Halbzeitbilanz: Gala wird zu einem Prüfstein für Ornamenta in Pforzheim

Bei einer Gala im September im Pforzheimer Hauptbahnhof wird sich zeigen, wo die Stadt finanziell steht mit der Ornamenta-Idee. Das gesellige Miteinander markiert die Halbzeit bei der Vorbereitung des Großevents 2024.

IHK-Empfang
Bad Databrunn zum Waschen: Yelizaveta Strakhova und Márk Redele haben die Installation eigens zum IHK-Empfang mit Ornamenta-Schwerpunkt entwickelt. Die Besucher tauchen ihre Hände ebenso in eine regionale wie in eine künstliche Heilquelle und erleben so Wasser als Datenträger. Foto: Edith Kopf

Getöse am Rande des Pforzheimer Stadtparks. Wirtschaftsleute, die mit Sekt- oder Wasserglas in der Hand auf einen entspannt-informativen Abend eingestellt sind, erleben einen ohrenbetäubenden Auftritt.

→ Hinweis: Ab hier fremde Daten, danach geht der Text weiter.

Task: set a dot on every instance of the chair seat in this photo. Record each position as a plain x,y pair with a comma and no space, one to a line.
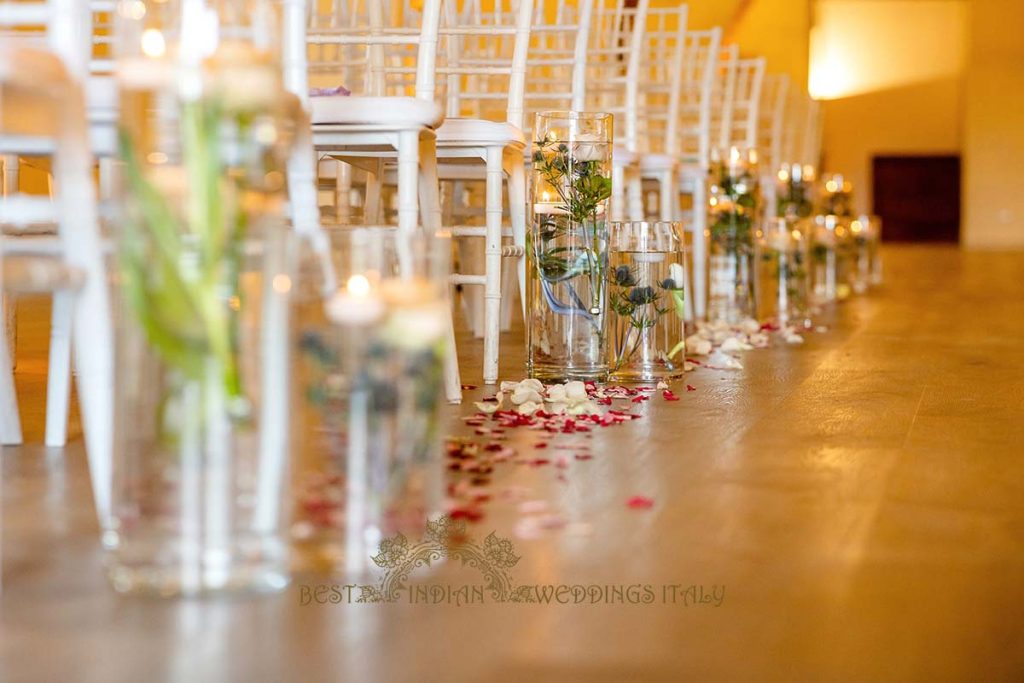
656,162
375,111
33,274
478,131
31,68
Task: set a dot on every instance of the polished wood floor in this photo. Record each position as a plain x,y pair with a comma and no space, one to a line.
860,498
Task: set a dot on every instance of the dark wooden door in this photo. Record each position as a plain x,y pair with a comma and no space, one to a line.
918,198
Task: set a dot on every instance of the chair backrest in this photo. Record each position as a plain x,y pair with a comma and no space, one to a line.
810,152
373,47
101,55
774,100
698,68
556,77
723,94
483,58
613,66
662,78
747,102
61,26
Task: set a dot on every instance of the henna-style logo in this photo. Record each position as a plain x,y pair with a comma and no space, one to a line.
445,540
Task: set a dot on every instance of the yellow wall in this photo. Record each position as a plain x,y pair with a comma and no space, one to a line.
993,140
894,72
778,31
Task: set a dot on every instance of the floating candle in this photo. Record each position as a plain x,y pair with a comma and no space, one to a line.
356,304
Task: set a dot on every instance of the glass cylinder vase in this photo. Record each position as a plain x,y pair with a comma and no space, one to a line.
824,258
201,410
794,190
368,389
734,204
782,273
567,246
647,284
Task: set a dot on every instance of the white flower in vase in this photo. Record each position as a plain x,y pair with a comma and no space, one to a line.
589,146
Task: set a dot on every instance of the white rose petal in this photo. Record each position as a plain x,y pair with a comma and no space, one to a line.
576,389
528,408
734,344
585,408
759,340
556,392
720,360
536,385
697,345
750,326
525,395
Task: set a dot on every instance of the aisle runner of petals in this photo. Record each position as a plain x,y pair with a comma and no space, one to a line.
563,418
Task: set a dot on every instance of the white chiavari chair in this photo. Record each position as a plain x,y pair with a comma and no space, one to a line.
393,66
774,96
745,104
555,80
613,76
688,151
810,152
483,62
663,76
392,113
100,98
43,113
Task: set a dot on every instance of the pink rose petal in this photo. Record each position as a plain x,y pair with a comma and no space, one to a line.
640,503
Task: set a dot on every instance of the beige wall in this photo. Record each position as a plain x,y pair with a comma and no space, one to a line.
993,140
892,76
778,31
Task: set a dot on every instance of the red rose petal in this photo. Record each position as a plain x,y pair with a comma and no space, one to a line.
640,503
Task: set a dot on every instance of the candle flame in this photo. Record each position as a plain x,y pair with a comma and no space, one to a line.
357,286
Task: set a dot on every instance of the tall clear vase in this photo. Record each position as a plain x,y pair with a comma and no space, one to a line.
204,274
567,247
734,205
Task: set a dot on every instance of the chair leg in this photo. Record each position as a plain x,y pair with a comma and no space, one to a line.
9,323
668,197
517,210
430,201
10,423
372,203
409,179
342,191
493,263
635,188
58,373
617,193
107,170
699,250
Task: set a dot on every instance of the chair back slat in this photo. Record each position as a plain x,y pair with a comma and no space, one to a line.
485,52
613,66
747,102
660,78
698,68
60,26
774,97
555,77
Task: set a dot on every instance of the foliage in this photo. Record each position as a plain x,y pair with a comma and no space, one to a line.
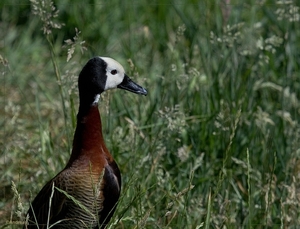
215,144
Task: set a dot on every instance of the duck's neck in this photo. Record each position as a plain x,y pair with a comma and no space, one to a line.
88,140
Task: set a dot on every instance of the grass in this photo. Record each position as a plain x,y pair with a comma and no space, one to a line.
215,144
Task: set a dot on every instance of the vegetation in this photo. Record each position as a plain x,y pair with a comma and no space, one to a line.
215,144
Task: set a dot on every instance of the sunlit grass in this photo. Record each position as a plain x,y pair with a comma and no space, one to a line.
215,144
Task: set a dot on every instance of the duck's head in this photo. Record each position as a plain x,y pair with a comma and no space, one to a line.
104,73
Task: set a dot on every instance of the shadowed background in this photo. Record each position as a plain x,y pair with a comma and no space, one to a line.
215,144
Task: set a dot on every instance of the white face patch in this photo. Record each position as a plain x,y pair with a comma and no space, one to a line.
115,73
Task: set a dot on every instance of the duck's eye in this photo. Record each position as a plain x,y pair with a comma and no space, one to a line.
113,72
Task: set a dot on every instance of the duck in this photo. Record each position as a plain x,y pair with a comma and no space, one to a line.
86,192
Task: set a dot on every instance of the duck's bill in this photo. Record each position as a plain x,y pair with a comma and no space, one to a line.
129,85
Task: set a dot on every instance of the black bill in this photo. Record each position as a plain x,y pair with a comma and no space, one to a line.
129,85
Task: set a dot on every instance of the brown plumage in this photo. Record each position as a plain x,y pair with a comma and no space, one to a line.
85,193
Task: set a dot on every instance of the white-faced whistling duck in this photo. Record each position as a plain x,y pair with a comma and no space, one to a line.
91,180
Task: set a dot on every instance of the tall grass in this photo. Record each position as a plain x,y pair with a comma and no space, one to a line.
215,144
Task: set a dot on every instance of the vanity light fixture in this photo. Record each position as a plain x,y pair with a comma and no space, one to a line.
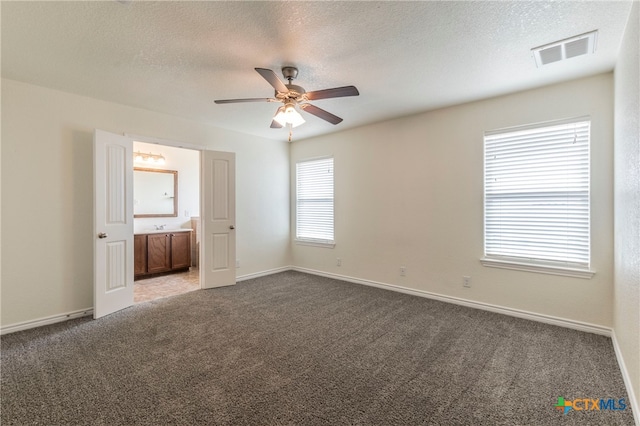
149,158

Trommler geben alles, um die Bedeutung des Abends für die Zukunft der Region Nordschwarzwald zu unterstreichen: Ornamenta 2024 ist angesagt.

Tatsächlich genießen die Gäste des IHK-Sommerempfangs im Juli dann ein bekömmliches Präludium zur Halbzeit bei der Vorbereitung des Großereignisses. Die „fördernde“ Wirkung des Wohlfühlprogramms wird sich am 30. September zeigen: Wer „richtig tief einsteigen will“, ist bei einer Gala im Hauptbahnhof willkommen, sagt Ornamenta-Geschäftsführer Christian Saalfrank.

Jeder weiß, dass es dabei um 2,1 Millionen Euro von Sponsoren geht für die von Pforzheim mit 1,9 Millionen Euro angeschobene Finanzierung des Großereignisses.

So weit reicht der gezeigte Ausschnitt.